7. Scaling to Multi-Device Systems

Once a basic two-device AES67 link is working, the same infrastructure scales without redesign:

• Add devices incrementally. Each new AES67 device joins existing multicast groups. The switch handles traffic forwarding via IGMP — no reconfiguration of existing devices required.
• Bridge to Dante or RAVENNA. The SUPERCAN AES67 Converter supports Dante and RAVENNA bridging, connecting AES67 endpoints into an existing Dante network. For a deeper protocol comparison, see the AES3 vs AES67 guide.
• Add redundancy. AES67 supports hitless stream redundancy per SMPTE ST 2022-7: two parallel network paths, seamless failover. Wire both through separate physical switches for full protection.

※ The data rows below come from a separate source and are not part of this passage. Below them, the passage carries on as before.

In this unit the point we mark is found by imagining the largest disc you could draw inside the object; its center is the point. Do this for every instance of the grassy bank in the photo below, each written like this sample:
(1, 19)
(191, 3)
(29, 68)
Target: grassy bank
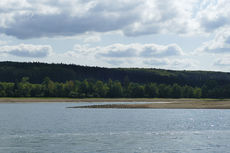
(153, 103)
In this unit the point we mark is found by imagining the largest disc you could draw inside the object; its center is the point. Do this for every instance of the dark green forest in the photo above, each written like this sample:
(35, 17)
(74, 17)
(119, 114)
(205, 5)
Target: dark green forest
(62, 80)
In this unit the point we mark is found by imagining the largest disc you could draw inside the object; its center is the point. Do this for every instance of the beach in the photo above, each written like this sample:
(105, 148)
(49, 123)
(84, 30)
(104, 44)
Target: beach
(148, 103)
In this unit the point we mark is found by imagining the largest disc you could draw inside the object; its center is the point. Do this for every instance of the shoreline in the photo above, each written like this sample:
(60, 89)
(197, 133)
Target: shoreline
(154, 103)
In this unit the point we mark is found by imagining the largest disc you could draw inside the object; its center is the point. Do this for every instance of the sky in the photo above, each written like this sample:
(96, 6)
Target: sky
(167, 34)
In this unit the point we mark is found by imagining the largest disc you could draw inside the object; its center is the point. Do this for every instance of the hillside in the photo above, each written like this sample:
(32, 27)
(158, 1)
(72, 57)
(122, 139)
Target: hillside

Frequently Asked Questions

Do I need a special switch for AES67?

Yes. A managed switch with IGMP snooping and PTP-aware (boundary clock) forwarding is required. Unmanaged switches and consumer routers flood multicast to all ports and cannot participate in PTPv2 synchronization — both will cause dropouts and clock drift.

Can AES67 and Dante coexist on the same physical network?

Yes, with care. Both protocols use multicast, so IGMP snooping must be enabled on the shared switch. Assign different multicast address ranges (AES67 uses 239.69.x.x; Dante uses 239.255.x.x) to avoid collisions. For bridging between the two, the SUPERCAN AES67 Converter includes a Dante bridge mode.

What sample rate should I use for live sound?

48 kHz is the industry standard for live production and broadcast. Use 96 kHz only if every device in the chain — console, stage box, recorders — supports it. Mismatched sample rates produce audible distortion or silence.

How much latency does AES67 add compared to analog?

At 1ms packet time, AES67 adds approximately 2–5ms per network hop. For comparison, an analog snake adds 2.9ms per kilometer of copper cable. A 100m analog snake (0.29ms) has less inherent delay than AES67, but AES67 eliminates the cable run entirely in distributed systems.

Can I record multitrack via AES67 at the same time as live distribution?

Yes. AES67 streams are standard RTP/UDP, so any DAW with AES67 or RAVENNA support can record directly from the network while simultaneously distributing to the FOH console — no splitter or extra cabling required.